Segundo diretrizes do Ministério da Saúde, o monitoramento deve ser intensificado quando a densidade ultrapassa determinados limites. Por exemplo:
Até 10.000 células/mL → monitoramento periódico
Acima de 10.000 células/mL → monitoramento mais frequente
Acima de 20.000 células/mL → necessidade de análise de cianotoxinas
Esses valores demonstram como a densidade celular é um indicador crítico para a tomada de decisão em saúde pública.
Como é realizada a análise da densidade de cianobactérias?
A análise da densidade de cianobactérias envolve uma sequência de etapas técnicas que garantem a confiabilidade dos resultados.
O processo começa com a coleta adequada da amostra e termina com a quantificação e interpretação dos dados.
Coleta e preservação de amostras
A coleta deve ser realizada de forma representativa, considerando:
Diferentes profundidades
Pontos estratégicos do corpo hídrico
Condições ambientais no momento da coleta
Após a coleta, a amostra pode ser preservada com soluções específicas (como Lugol), evitando a degradação celular até a análise.
Preparação da amostra
Dependendo da concentração de microrganismos, a amostra pode ser:
Concentrada (por sedimentação ou centrifugação)
Dilúida (quando há excesso de células)
Esses procedimentos são essenciais para permitir uma contagem precisa, especialmente em amostras com alta turbidez ou grande quantidade de material particulado.
Métodos de contagem
A quantificação da densidade de cianobactérias é geralmente realizada por técnicas microscópicas. Entre os métodos mais utilizados, destacam-se:
Câmara de Sedgwick-Rafter: utilizada para contagens diretas em volumes conhecidos
Método de Utermöhl: baseado na sedimentação e análise em microscópio invertido
Microscopia óptica: para identificação e contagem celular
Essas metodologias permitem não apenas contar as células, mas também identificar os gêneros presentes, o que é essencial para avaliar o potencial toxigênico da amostra
Além disso, técnicas modernas como citometria de fluxo e métodos moleculares vêm sendo incorporadas para aumentar a precisão e a rapidez das análises.

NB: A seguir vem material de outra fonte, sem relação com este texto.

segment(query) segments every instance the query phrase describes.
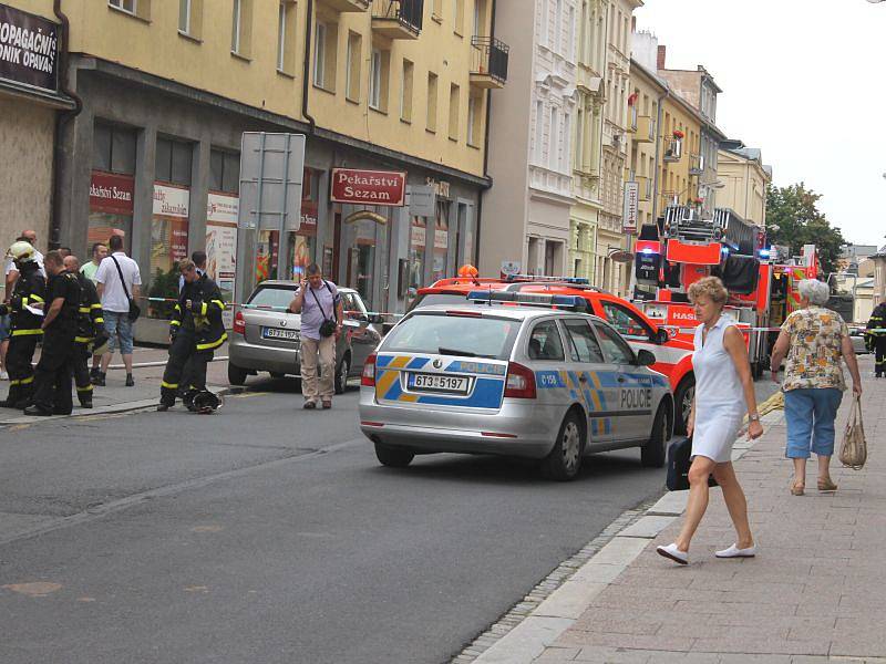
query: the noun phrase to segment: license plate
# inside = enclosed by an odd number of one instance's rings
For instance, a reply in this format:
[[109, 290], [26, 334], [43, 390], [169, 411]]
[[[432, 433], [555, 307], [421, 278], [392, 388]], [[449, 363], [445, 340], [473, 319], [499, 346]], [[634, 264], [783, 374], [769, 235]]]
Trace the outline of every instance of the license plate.
[[442, 374], [410, 374], [411, 390], [426, 392], [446, 392], [450, 394], [467, 394], [468, 380], [465, 376], [446, 376]]
[[281, 339], [284, 341], [298, 341], [298, 330], [282, 330], [280, 328], [261, 328], [262, 339]]

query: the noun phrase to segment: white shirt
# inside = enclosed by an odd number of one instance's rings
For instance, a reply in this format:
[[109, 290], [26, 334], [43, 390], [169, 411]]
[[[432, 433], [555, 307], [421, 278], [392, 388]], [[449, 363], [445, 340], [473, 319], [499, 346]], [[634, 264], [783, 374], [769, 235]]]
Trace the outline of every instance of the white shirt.
[[123, 251], [116, 251], [112, 256], [113, 258], [111, 256], [103, 258], [95, 272], [95, 281], [104, 284], [102, 309], [115, 313], [126, 313], [130, 310], [130, 301], [120, 282], [120, 273], [113, 259], [116, 258], [120, 263], [120, 271], [123, 272], [123, 278], [126, 280], [126, 290], [130, 295], [132, 295], [133, 286], [142, 286], [142, 274], [138, 271], [138, 263]]

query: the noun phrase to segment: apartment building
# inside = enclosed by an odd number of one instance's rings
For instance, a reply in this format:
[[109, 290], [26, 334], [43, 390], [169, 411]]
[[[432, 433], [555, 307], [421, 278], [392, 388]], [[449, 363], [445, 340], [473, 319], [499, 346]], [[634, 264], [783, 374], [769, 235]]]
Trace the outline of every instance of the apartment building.
[[576, 0], [515, 0], [495, 18], [511, 51], [507, 86], [490, 120], [480, 269], [567, 273], [573, 198]]
[[[53, 239], [84, 253], [124, 230], [154, 294], [207, 248], [228, 297], [237, 263], [248, 290], [317, 261], [402, 311], [476, 253], [486, 112], [507, 77], [493, 2], [63, 0], [82, 111], [59, 137]], [[298, 231], [237, 229], [245, 131], [307, 135]], [[430, 186], [433, 211], [334, 203], [333, 168], [404, 174], [406, 198]]]

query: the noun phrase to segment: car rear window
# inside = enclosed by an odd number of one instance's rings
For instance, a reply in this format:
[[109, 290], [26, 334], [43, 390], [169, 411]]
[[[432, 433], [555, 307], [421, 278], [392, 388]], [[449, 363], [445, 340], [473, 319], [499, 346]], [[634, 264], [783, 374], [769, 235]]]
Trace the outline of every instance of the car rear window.
[[249, 298], [249, 304], [256, 307], [289, 307], [292, 298], [296, 297], [296, 290], [282, 286], [266, 286], [258, 287], [258, 289]]
[[521, 321], [493, 317], [416, 313], [391, 330], [380, 350], [507, 360], [519, 326]]

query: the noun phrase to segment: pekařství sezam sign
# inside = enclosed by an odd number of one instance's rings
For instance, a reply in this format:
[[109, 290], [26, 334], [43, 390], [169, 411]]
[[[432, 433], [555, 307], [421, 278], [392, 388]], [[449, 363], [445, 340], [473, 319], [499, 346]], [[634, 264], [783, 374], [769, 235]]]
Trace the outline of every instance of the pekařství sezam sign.
[[332, 201], [402, 207], [406, 174], [391, 170], [332, 169]]
[[56, 92], [59, 25], [0, 4], [0, 80]]

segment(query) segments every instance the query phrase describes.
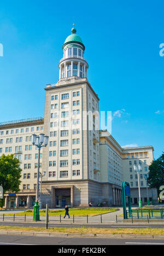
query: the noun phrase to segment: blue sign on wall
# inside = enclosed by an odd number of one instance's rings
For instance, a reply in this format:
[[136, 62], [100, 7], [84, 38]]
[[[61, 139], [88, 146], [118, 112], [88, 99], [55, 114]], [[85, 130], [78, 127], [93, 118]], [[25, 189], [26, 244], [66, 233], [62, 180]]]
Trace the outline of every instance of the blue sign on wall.
[[131, 190], [130, 186], [125, 186], [125, 196], [131, 196]]

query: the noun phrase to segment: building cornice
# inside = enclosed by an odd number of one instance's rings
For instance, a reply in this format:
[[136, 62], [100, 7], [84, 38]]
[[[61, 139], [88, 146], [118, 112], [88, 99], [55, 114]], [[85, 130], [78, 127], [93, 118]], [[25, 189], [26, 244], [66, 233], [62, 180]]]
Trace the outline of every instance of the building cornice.
[[12, 128], [17, 128], [20, 127], [32, 126], [33, 125], [39, 125], [44, 124], [44, 118], [40, 118], [39, 120], [30, 120], [26, 121], [17, 122], [12, 123], [9, 122], [7, 124], [0, 126], [0, 130], [9, 129]]
[[[90, 89], [91, 90], [95, 96], [96, 97], [97, 100], [99, 101], [99, 98], [98, 97], [98, 95], [96, 94], [94, 90], [92, 88], [91, 84], [88, 82], [86, 78], [76, 79], [77, 77], [71, 77], [71, 78], [62, 78], [60, 79], [56, 84], [48, 84], [46, 88], [44, 89], [45, 91], [53, 90], [54, 89], [57, 89], [58, 88], [62, 88], [65, 87], [75, 86], [77, 84], [83, 84], [86, 83]], [[63, 82], [63, 83], [62, 83]]]

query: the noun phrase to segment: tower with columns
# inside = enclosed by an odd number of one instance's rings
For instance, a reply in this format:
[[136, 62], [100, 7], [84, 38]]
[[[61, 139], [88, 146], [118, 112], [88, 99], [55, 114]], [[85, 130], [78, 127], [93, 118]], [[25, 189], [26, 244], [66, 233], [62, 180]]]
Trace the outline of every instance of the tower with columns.
[[62, 46], [63, 56], [59, 63], [59, 79], [71, 77], [87, 78], [89, 67], [84, 58], [85, 46], [77, 30], [73, 27], [71, 34], [66, 39]]

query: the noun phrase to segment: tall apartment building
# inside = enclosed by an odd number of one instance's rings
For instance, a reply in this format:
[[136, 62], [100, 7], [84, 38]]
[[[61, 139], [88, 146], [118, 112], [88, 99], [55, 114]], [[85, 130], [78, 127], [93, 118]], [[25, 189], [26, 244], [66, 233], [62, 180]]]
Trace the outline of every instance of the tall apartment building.
[[[143, 173], [148, 172], [153, 148], [123, 149], [107, 131], [99, 131], [99, 100], [87, 80], [85, 48], [76, 32], [73, 28], [63, 44], [59, 80], [45, 88], [44, 119], [0, 124], [0, 157], [14, 154], [22, 170], [20, 191], [5, 195], [6, 208], [28, 208], [34, 204], [38, 150], [32, 145], [31, 137], [40, 131], [49, 137], [40, 155], [43, 206], [87, 206], [89, 202], [95, 206], [101, 202], [121, 205], [123, 181], [130, 183], [132, 202], [137, 202], [133, 165], [138, 162]], [[142, 174], [142, 195], [145, 200]], [[151, 190], [149, 193], [151, 197]], [[155, 197], [156, 191], [153, 193]]]
[[[121, 184], [129, 183], [131, 187], [131, 202], [139, 202], [137, 173], [134, 166], [140, 167], [139, 185], [142, 200], [147, 202], [147, 181], [144, 174], [149, 172], [149, 166], [153, 160], [154, 148], [152, 146], [122, 148], [107, 130], [99, 131], [100, 170], [101, 182], [108, 181], [110, 205], [118, 205], [122, 202]], [[155, 201], [157, 190], [149, 189], [149, 200]], [[107, 199], [106, 199], [107, 200]]]
[[[44, 119], [31, 118], [0, 124], [0, 157], [13, 154], [22, 169], [19, 193], [5, 195], [5, 208], [32, 207], [35, 202], [38, 150], [32, 145], [32, 135], [43, 131]], [[40, 171], [42, 171], [42, 150]]]

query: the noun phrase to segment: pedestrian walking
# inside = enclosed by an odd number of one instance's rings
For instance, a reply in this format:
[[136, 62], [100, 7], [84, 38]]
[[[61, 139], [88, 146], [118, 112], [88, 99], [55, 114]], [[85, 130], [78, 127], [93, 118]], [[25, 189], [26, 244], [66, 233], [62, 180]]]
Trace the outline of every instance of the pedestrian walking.
[[68, 218], [70, 219], [70, 217], [69, 217], [69, 208], [68, 207], [67, 205], [66, 205], [65, 211], [66, 211], [66, 212], [65, 212], [65, 217], [64, 217], [64, 219], [66, 218], [66, 215], [68, 215]]

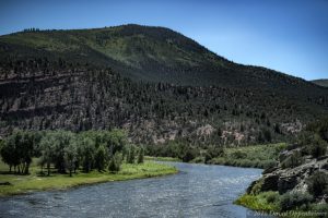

Interpretação dos resultados: o que a densidade realmente indica?
A densidade de cianobactérias não deve ser analisada isoladamente. Sua interpretação envolve a integração com outros parâmetros físico-químicos e biológicos, como:
Clorofila-a
Nutrientes (nitrogênio e fósforo)
Temperatura da água
Transparência (turbidez)
A contagem celular fornece um indicativo direto da biomassa presente no ambiente aquático. Quando associada a outros parâmetros, permite prever:
Potencial de floração
Risco de produção de toxinas
Necessidade de intervenção no tratamento da água
Por exemplo, a presença de cianobactérias representando mais de 10% do fitoplâncton total já indica a necessidade de monitoramento mais rigoroso
Além disso, a identificação de determinados gêneros — como Microcystis, Anabaena ou Cylindrospermopsis — pode indicar maior risco de produção de toxinas.
Aplicações práticas da análise da densidade de cianobactérias
A análise da densidade de cianobactérias possui ampla aplicação em diferentes setores:
Abastecimento público
Empresas de saneamento utilizam essa análise para:
Monitorar mananciais
Ajustar processos de tratamento
Evitar a presença de toxinas na água distribuída
Indústria
Setores como alimentos, bebidas e farmacêutico dependem de água de alta qualidade. A presença de cianobactérias pode comprometer:
Processos produtivos
Segurança dos produtos
Conformidade regulatória
Monitoramento ambiental
Órgãos ambientais utilizam a análise para:
Avaliar eutrofização
Monitorar impactos ambientais
Controlar florações em reservatórios
Pesquisa científica
A densidade de cianobactérias é um indicador importante em estudos de:
Ecologia aquática
Mudanças climáticas
Qualidade de ecossistemas
Importância do controle e prevenção de florações
A ocorrência de florações de cianobactérias está diretamente relacionada ao fenômeno da eutrofização, caracterizado pelo excesso de nutrientes na água. Esse processo pode ser intensificado por:
Lançamento de esgoto sem tratamento
Uso excessivo de fertilizantes
Atividades agroindustriais
O controle preventivo envolve ações como:
Redução de cargas de nutrientes
Monitoramento contínuo
Gestão adequada de bacias hidrográficas
A análise da densidade de cianobactérias, nesse contexto, atua como uma ferramenta de alerta precoce, permitindo intervenções antes que o problema se agrave.
Conclusão
A análise da densidade de cianobactérias é um dos pilares do monitoramento da qualidade da água, especialmente em cenários onde há risco de florações e produção de toxinas.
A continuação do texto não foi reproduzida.